ウィザードゲーム 〜異能力バトルロワイヤル〜



 四人は廃トンネルへと到着した。

 大雅は振り返り、それぞれと目を合わせつつ言う。

「よし。そんじゃここで皆を待つ間、お前らに俺たちのことと、これまでにあったことを詳しく共有しとく」



*



「薄々気付いてると思うけど……。小春ちゃんはね、記憶喪失なんだ」

 至はあくまで穏やかな声で、残酷な事実を伝えた。

 蓮の瞳が揺れる。誰か、などと聞かれた時点で、あるいはもう少し前から、そうなのかもしれないという予感はあった。

 それでも、はっきり告げられるとまた衝撃を受けるものだ。

 アリスも納得する。今朝の様子を見ればそうとしか思えない。
 
「そっか、それで……」

 奏汰は呟いた。小春だけど小春じゃない、という至の言葉も、それなら理解出来る。

「何で、そんなことに────」

 蓮が消え入りそうな声で尋ねると、至は「うん」と頷いた。

「順を追って話すよ」

 蓮の目を優しく覗き込んだ至は、その宣言通り、仔細を語り出した。

「────まず、小春ちゃんと蓮くんは、雪乃ちゃんの言う通り祈祷師の襲撃に遭った。蓮くんは分からないけど、少なくとも小春ちゃんは殺された。でも、雪乃ちゃんが時間を巻き戻したことで助かった。彼女は小春ちゃんを連れて逃げて……この日からなんだよね? 小春ちゃんと連絡が取れなくなったのは」

 確かめるように問われ、蓮は首肯する。

「ああ、そうだ。そんで次の日から小春は消えた」

 小春の母親は、友だちの家へ泊まりに行くという本人からのメッセージを信じ込んでいる。
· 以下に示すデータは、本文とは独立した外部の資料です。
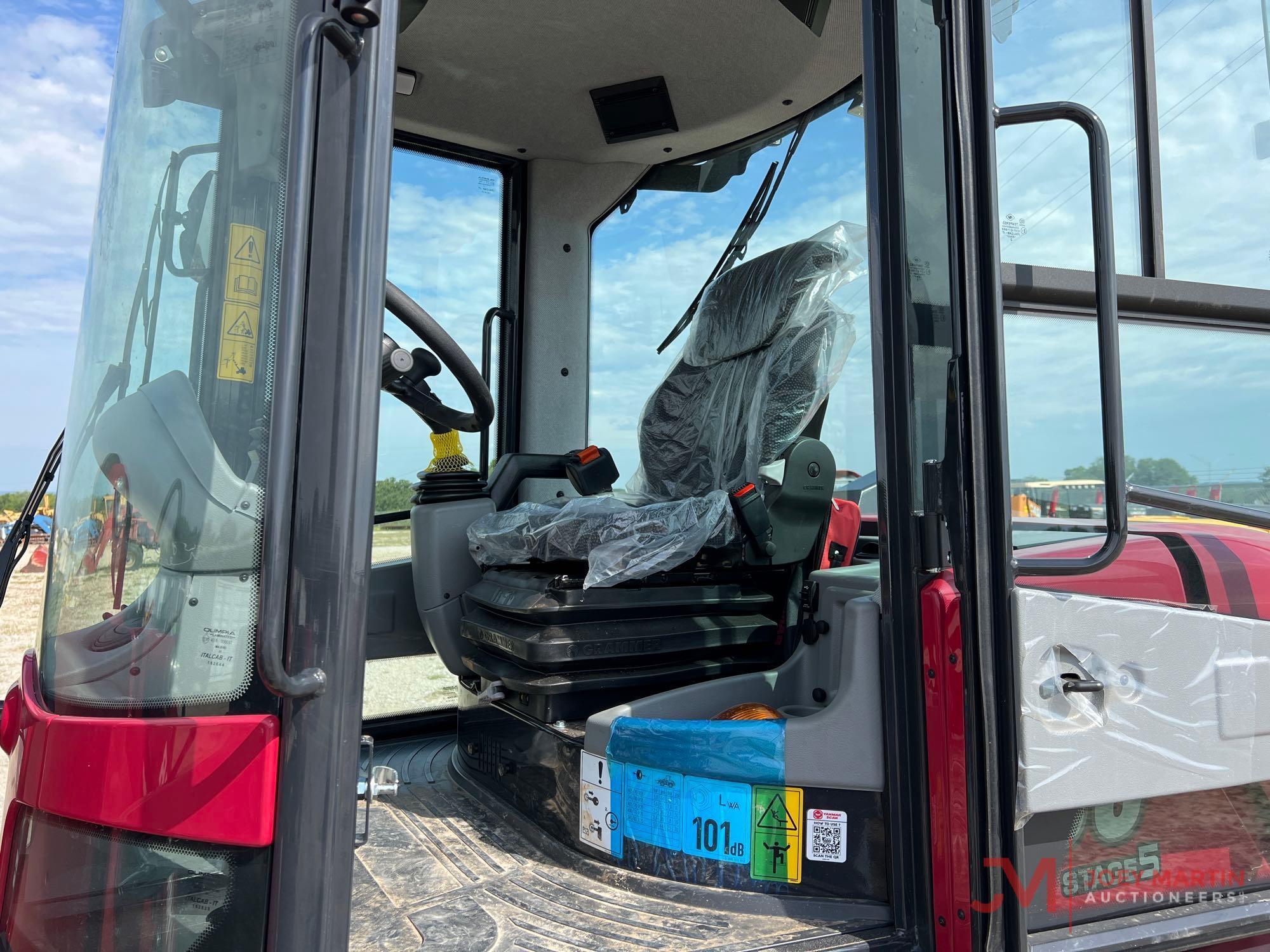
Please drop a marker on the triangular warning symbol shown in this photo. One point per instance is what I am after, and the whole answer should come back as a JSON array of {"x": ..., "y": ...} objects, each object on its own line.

 ここまで音信不通が続いて何の不信感も抱かないなど、普通ではありえないのに。

 とはいえ、信じ込んでいるのは恐らく運営側による何らかの操作のせいだ。

 クラスメートや担任、警察も同じように、このゲームで起こる不自然なことに何ら疑問を抱かないようになっている。

 というか、疑問を抱いてもその思考を書き換えられる、といった方が正しいかもしれない。

「その、小春ちゃんが消えたことに関してなんだけど、これも真実は小春ちゃん本人しか分からない。……正確には、記憶を失う前の小春ちゃんね」

 至はそう前置きし、さらに続ける。